9. You’ve lost a loved one, but are slowly getting there.
When we’re experiencing grief and loss, it can be difficult to feel anything – let alone ‘love’. When we’re going through immense pain, we might feel that we don’t want to go on with life any more. As we’re struggling to cope, we don’t care any more about the sleep we’ve having, the food we’re eating, the pleasurable activities that we’re doing for ourselves. But you need to remember that it does matter. As painful as your life is at the moment, you still need to take care of you. You’re not selfish for still wanting to move forward and be happy. If the person who you lost meant so much to you, then you most definitely meant a lot to them. And that person would have wanted you to love yourself and to continue to look after yourself.
10. You don’t see self-love as a priority, but you realize it really needs to be one.

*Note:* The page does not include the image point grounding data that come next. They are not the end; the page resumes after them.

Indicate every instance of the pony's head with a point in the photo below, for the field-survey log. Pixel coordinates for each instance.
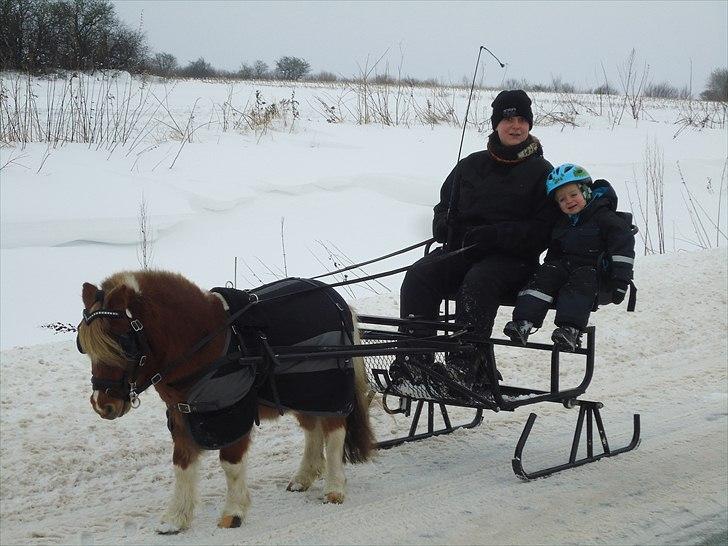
(114, 341)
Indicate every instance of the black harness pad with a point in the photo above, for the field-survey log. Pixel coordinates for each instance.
(294, 316)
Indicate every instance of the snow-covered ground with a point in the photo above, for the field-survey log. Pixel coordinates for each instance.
(346, 191)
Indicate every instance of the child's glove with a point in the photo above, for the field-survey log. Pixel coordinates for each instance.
(484, 236)
(620, 290)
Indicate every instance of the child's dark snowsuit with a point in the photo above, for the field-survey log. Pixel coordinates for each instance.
(569, 272)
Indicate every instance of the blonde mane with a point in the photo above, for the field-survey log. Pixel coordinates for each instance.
(95, 337)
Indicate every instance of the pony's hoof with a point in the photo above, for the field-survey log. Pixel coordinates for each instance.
(296, 486)
(230, 522)
(334, 497)
(166, 528)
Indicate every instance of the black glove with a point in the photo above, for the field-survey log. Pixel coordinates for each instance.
(439, 231)
(485, 237)
(620, 290)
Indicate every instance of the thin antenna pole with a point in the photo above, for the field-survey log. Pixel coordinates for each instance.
(472, 88)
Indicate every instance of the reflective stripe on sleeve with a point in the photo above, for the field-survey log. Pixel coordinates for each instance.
(536, 294)
(623, 259)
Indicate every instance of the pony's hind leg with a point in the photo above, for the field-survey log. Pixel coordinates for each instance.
(312, 463)
(334, 429)
(233, 460)
(180, 510)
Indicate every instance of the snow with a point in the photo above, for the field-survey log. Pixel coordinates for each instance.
(347, 191)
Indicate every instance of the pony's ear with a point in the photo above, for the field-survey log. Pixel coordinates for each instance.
(88, 295)
(119, 297)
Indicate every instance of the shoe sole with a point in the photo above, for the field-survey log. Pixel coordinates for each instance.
(563, 344)
(515, 335)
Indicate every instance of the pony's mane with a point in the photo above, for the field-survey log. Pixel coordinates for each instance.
(150, 287)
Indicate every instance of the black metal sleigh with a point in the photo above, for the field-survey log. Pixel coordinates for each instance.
(383, 338)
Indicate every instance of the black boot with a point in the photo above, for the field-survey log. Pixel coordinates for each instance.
(567, 338)
(518, 330)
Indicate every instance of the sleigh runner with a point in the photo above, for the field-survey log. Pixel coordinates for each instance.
(416, 399)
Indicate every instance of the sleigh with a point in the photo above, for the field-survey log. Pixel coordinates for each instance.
(412, 401)
(383, 338)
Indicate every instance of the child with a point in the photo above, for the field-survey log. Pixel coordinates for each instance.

When life gets you down, it’s easy to forget how important it is to love yourself. It’s easy to forget that it is a priority. But you need to make it one. Loving yourself isn’t an inconvenience. It’s not about caring about you and only you. It’s about reminding yourself that no matter how busy or difficult life gets, that the love you have for yourself will give you strength no matter the challenge. That the ability to care for your own needs, to see your own worth, to take time out for yourself, will benefit who you are and those around you. By loving yourself, you are better able to make the best possible difference in this world.